FuelQuest, a Houston-based third-party service provider that automates fuel purchasing, logistics and taxation for companies such as Wal-Mart, 7-Eleven, UPS and FedEx, cites a convenience store operator that has more than 3,000 locations and places orders for as many as 2,000 loads of fuel on any given day. It would be far too time-consuming and inefficient to manually evaluate the replenishment needs for fuel pumps at 3,000 stores, identify the best price/delivery option and place the orders.

“Our systems monitor the retailer’s underground storage tanks in real time, which allows the corporate office to know what is on hand at every store throughout the day,” explained Doug Haugh, COO of FuelQuest. “It evaluates what is needed at a truckload level, then the price-optimization engine determines the best solution available at that given time for each location needing replenishment. The retailer could have contractual commitments with suppliers that limit options, but the system can factor those restrictions into the plan. Also, retailers can always override the recommendations.”

Price optimization is exponentially complex, given the dynamic nature of fuel costs. In addition to the base price of the fuel, Haugh explained, there are some 7,000 tax systems across the 50 states as well as environmental fees. Retail buyers, accustomed to negotiating from a fixed-price structure for most CPGs, have to embrace an entirely different mind-set when it comes to purchasing a commodity with prices that may change throughout the day.

“We’re sometimes looking at half a million different prices per day for our various clients,” reported Haugh.

Auditing invoices for accurate billings is also a monumental task. With an average error rate of 5% to 7% throughout the industry, it pays to have an automated system confirming that all charges are legitimate. Although it is virtually impossible to achieve 100% accuracy, given the pricing dynamics, automation typically reduces the error rate to about 2%.

Diesel Trends to Watch in 2007

Despite predictions of high prices and supply shortages, converting to Ultra-Low Sulfur Diesel (ULSD) fuel has not been a big deal for fleet operators. Doug Haugh, COO of FuelQuest, Houston, described the transition to ULSD as “the crisis that wasn’t.”

“Rumors of paying 20¢ to 40¢ premiums for ULSD never played out. Instead, we saw premiums in the range of 4¢ to 8¢ per gallon on ULSD, and in select markets, ULSD was actually cheaper,” he said. “With the exception of some markets in the Midwest where demand was higher than expected, there has also been an adequate supply of ULSD fuel.”

Pros and cons: The environmental impact of ULSD is certainly an improvement, with harmful diesel emissions of about 15 parts per million vs. 400 or 500 parts per million. However, there is potential that diesel engines will suffer from the lower sulfur content because sulfur acts as a lubricant. To avoid excessive wear on engines that are running on ULSD, retailers should include a lubricating additive in their fleet’s maintenance program.

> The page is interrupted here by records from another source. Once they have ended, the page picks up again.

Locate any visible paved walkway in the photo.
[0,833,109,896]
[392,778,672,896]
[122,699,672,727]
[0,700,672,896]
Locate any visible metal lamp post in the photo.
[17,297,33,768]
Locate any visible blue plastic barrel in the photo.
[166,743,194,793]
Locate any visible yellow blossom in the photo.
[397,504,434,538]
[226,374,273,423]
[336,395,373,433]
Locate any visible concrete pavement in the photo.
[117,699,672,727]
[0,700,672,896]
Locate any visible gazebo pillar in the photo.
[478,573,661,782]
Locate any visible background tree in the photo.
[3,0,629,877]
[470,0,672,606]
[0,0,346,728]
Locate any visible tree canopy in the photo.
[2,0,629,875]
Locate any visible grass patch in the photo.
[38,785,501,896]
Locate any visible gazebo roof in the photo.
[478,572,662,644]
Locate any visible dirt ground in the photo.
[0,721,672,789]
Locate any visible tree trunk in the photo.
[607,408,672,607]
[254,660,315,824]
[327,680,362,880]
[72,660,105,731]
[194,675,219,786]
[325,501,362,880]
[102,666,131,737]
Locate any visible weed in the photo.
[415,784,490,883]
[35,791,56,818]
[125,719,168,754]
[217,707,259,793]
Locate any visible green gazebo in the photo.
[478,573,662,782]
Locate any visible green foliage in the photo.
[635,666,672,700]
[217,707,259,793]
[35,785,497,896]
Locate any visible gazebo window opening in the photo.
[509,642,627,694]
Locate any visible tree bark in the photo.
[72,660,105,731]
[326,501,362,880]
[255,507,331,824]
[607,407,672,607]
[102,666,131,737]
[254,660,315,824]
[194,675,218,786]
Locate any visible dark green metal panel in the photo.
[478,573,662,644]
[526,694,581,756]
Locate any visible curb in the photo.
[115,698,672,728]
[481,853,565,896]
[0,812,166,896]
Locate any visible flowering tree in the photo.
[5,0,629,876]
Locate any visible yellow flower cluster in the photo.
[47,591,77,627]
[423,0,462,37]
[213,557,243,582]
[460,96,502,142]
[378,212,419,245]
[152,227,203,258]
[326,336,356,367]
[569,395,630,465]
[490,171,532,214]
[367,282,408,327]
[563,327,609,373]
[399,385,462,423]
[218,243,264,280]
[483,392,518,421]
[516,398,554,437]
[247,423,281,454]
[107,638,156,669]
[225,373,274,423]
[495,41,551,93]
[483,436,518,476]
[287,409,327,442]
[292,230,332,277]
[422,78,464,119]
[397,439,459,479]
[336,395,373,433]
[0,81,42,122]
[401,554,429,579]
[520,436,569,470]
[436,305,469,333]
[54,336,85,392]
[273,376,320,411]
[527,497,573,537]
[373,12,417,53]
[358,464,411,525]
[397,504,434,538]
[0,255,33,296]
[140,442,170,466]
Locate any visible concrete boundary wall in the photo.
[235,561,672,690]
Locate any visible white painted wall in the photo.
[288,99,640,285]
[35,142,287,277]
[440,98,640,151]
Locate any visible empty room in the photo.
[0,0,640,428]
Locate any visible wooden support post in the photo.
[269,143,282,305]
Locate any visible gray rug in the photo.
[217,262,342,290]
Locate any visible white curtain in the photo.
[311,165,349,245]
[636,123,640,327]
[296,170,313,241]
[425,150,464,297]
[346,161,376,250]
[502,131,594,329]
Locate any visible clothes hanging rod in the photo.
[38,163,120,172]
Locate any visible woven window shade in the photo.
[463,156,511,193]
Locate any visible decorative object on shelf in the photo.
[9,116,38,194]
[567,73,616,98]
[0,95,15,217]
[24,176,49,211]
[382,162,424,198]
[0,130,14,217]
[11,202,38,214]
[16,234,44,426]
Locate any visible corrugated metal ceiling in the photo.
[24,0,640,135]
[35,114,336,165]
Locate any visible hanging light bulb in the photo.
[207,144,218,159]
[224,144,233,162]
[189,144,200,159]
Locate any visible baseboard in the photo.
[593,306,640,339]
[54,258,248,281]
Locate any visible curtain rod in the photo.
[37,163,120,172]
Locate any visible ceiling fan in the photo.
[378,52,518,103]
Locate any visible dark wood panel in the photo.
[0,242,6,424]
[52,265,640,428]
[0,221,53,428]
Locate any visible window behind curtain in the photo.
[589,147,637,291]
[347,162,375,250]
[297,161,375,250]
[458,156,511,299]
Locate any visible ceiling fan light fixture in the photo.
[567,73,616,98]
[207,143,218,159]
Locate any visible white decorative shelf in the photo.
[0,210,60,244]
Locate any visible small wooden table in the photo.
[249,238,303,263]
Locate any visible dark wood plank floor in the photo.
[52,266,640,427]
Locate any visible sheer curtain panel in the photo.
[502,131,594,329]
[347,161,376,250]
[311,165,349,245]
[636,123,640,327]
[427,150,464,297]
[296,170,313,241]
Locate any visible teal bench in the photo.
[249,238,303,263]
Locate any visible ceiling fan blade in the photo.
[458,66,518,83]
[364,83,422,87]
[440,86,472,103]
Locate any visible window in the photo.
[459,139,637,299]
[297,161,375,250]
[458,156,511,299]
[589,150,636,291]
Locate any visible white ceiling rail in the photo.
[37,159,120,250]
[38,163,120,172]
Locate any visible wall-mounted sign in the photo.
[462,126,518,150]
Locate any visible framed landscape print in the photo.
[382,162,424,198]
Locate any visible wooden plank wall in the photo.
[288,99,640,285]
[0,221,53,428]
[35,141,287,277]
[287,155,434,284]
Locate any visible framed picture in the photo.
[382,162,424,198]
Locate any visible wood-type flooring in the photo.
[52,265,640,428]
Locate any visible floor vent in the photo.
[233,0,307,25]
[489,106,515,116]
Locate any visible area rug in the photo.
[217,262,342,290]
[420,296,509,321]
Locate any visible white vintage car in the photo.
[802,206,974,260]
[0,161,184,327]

Consumer interest: It’s only a matter of time until U.S. automakers and domestic drivers rally to embrace passenger cars that run on ULSD. According to Haugh, fewer than 1% of the passenger cars cruising U.S. highways are diesel, but as many as 50% of the passenger cars in Europe are diesel. We’re not talking about your daddy’s diesel—those noisy, foul-smelling, difficult-to-service models of the 1970s. Today’s diesel cars are luxury models such as the 2007 Mercedes E320 Bluetec, with an expected 35 miles-per-gallon highway rating.

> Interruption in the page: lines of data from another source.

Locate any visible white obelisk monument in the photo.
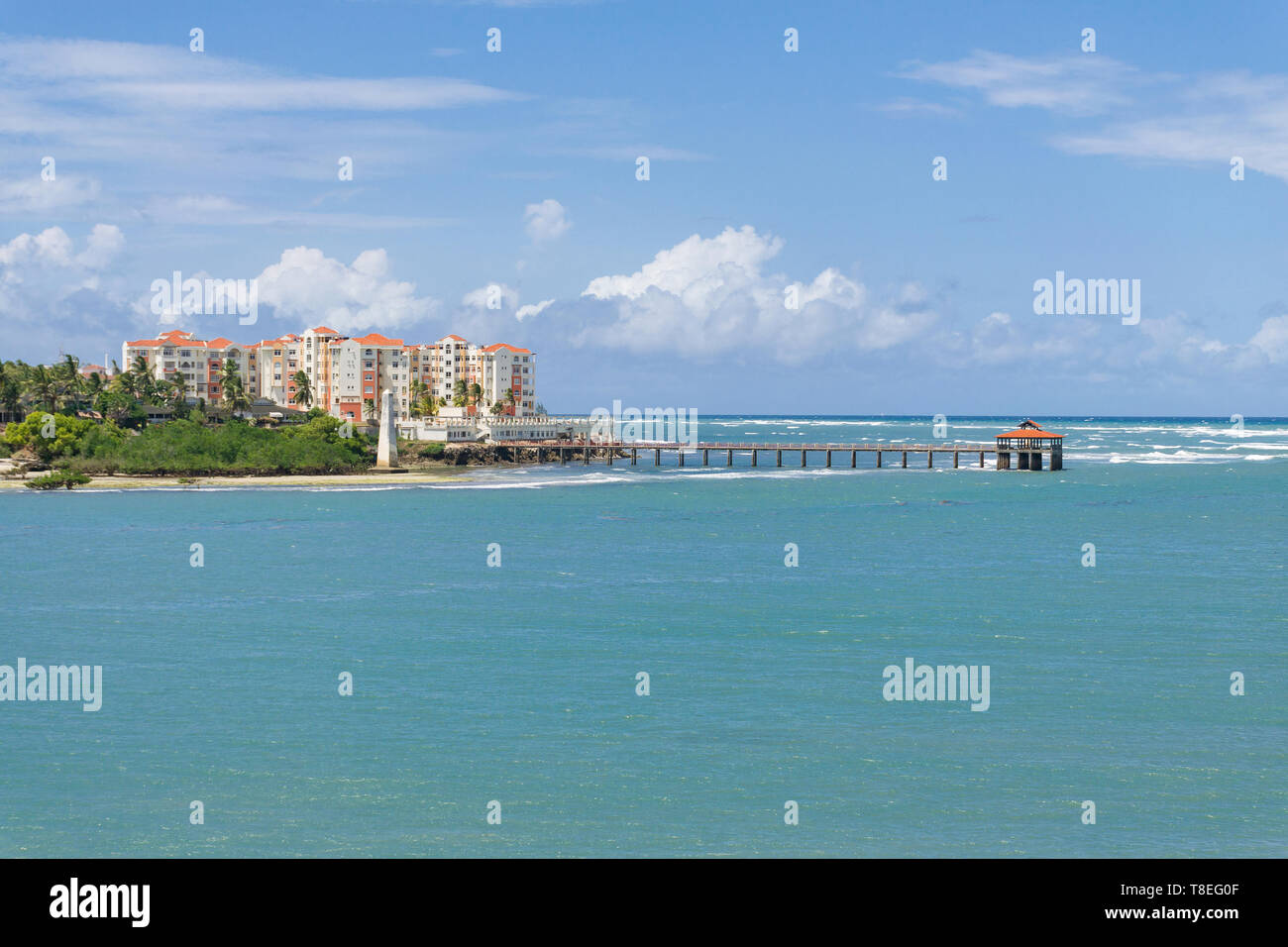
[376,388,398,467]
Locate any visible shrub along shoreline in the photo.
[4,411,373,476]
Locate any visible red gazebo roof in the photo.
[999,427,1064,437]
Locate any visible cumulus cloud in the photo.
[897,51,1134,115]
[575,226,936,365]
[523,197,572,243]
[0,224,129,357]
[1248,316,1288,365]
[0,175,100,217]
[514,299,555,322]
[257,246,438,333]
[461,282,519,312]
[897,51,1288,180]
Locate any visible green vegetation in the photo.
[0,356,371,476]
[27,471,89,489]
[4,414,371,476]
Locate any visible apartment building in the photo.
[121,330,261,401]
[121,326,536,423]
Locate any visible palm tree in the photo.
[170,371,188,407]
[220,378,250,414]
[219,359,241,401]
[60,356,85,411]
[291,368,313,407]
[0,364,22,420]
[121,356,158,403]
[27,365,63,412]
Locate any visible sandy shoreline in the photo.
[0,469,468,492]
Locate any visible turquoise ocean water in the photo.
[0,417,1288,857]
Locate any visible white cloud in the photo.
[897,52,1288,180]
[461,282,519,310]
[897,51,1134,115]
[257,246,438,333]
[514,299,555,322]
[0,174,100,217]
[0,224,129,359]
[523,197,572,243]
[575,226,936,365]
[1248,316,1288,365]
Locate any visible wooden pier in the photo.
[491,441,1059,471]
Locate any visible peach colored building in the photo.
[121,326,537,423]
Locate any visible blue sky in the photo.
[0,0,1288,416]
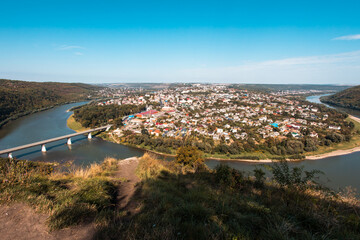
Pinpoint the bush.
[270,161,322,187]
[215,164,243,188]
[175,146,204,169]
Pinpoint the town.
[69,84,354,159]
[98,84,341,141]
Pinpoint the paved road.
[0,125,112,155]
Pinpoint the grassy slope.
[0,158,119,229]
[93,156,360,239]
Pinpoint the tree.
[175,146,204,169]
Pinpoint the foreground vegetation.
[0,79,100,126]
[0,158,117,230]
[0,147,360,239]
[94,152,360,239]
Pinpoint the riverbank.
[66,114,90,132]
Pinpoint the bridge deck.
[0,125,112,155]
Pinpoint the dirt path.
[115,157,140,214]
[0,203,95,240]
[0,157,139,240]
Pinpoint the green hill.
[321,85,360,110]
[0,79,100,126]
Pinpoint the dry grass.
[136,153,173,179]
[65,157,118,179]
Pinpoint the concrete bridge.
[0,125,112,158]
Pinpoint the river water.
[0,95,360,190]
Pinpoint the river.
[0,95,360,193]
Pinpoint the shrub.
[270,161,322,187]
[175,146,204,170]
[215,164,243,188]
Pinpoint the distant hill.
[230,84,349,92]
[0,79,100,126]
[321,85,360,110]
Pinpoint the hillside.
[0,153,360,240]
[0,79,100,126]
[321,85,360,110]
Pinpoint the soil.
[115,157,140,214]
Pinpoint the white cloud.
[333,34,360,40]
[57,45,85,51]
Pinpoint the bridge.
[0,125,112,159]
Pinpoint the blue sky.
[0,0,360,85]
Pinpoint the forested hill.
[0,79,100,126]
[321,85,360,110]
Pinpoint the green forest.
[0,79,99,126]
[321,85,360,110]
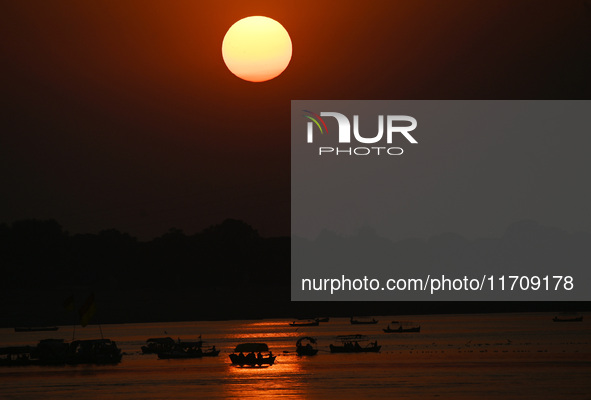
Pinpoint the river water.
[0,313,591,400]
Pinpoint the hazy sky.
[0,0,591,238]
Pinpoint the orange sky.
[0,0,591,237]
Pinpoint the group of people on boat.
[237,351,273,365]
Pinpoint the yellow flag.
[78,293,96,327]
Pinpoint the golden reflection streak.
[224,357,308,399]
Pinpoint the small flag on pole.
[78,293,96,327]
[63,295,74,311]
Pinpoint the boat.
[158,340,220,360]
[0,339,121,365]
[66,339,121,364]
[158,346,220,360]
[382,321,421,333]
[350,317,378,325]
[0,346,38,366]
[14,326,59,332]
[230,343,277,367]
[329,335,382,353]
[552,313,583,322]
[289,320,320,326]
[296,336,318,356]
[142,337,176,354]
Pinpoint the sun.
[222,16,292,82]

A recent report on “Emerging Clean Diesel Technology,” published by the U.S. Department of Energy, stated: “Diesel engines are the most realistic technology to achieve a major improvement in fuel economy in the next decade. In the U.S. light truck market (Sport Utility Vehicles, pick-up trucks and mini-vans), diesel engines can more than double the fuel economy of similarly rated spark-ignition gasoline engines currently in these vehicles.”

For convenience stores and other fuel retailers, that assessment means the time has come to consider adding more diesel pumps to serve customers.